The conservative right, left to its druthers, would allow warrant-less wiretapping, unchallengeable presidential declarations that American citizens are enemy combatants, the torture of detainees absent any reliable process to distinguish the innocent from the guilty, ongoing prohibitions against gay marriage, gay adoption, and gays in the military, the arrest of cancer patients who avail themselves of medical marijuana, an ever-expanding incarceration complex that imprisons people for years on end when they merely possess marijuana (and where too many prisoners are raped and assaulted), foreign wars of choice that will ultimately result in either tax hikes or inflation, rampant misconduct by police and prosecutors, an immigration regime that allows fewer people to enter the country legally, and a death penalty regime whereby an innocent man can die in a state like Texas without the pardon board even familiarizing themselves with the evidence establishing his innocence, even as a conservative Supreme Court Justice argues that there is no constitutional prohibition against executing a demonstrably innocent man. (It isn’t any longer clear to me that a liberty loving citizen should prefer conservative Supreme Court appointments. Much as I disagree with affirmative action and gay marriage by judicial fiat, they impact liberty far less negatively than an executive with all the powers Dick Cheney sought, plus death row prisoners executed despite strong evidence of their innocence.)
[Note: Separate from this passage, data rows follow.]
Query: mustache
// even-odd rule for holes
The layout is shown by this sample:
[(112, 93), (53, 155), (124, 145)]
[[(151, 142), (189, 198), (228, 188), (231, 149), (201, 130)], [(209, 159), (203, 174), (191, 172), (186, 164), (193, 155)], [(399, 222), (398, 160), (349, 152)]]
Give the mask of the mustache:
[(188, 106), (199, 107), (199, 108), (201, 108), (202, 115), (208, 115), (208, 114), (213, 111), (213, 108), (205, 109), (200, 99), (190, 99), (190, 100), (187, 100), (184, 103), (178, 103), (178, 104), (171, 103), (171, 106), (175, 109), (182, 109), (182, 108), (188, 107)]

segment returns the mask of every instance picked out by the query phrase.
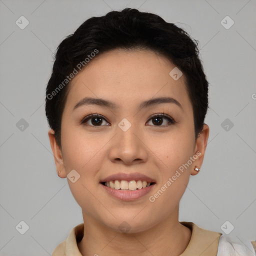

You’d think that a book called “Liberty and Tyranny” would grapple with some of those conservative shortcomings, and that an organization called “The American Civil Liberties Union” would oppose all the liberty lessening policies on the left, but until that is the case, it is silly to pretend that either the right or the left is the clear victor here — that Americans presently enjoy more freedom than they did several generations ago is due to liberty loving folks on both sides doing their utmost to expand it, and triumphing over some of their ideological fellows who are utterly blind to the liberty impinging actions of their own side.

UPDATE: I should add that liberty and freedom aren’t the only concerns in American life — and that neither the right nor the left has a monopoly on wisdom when it comes to where to draw those lines.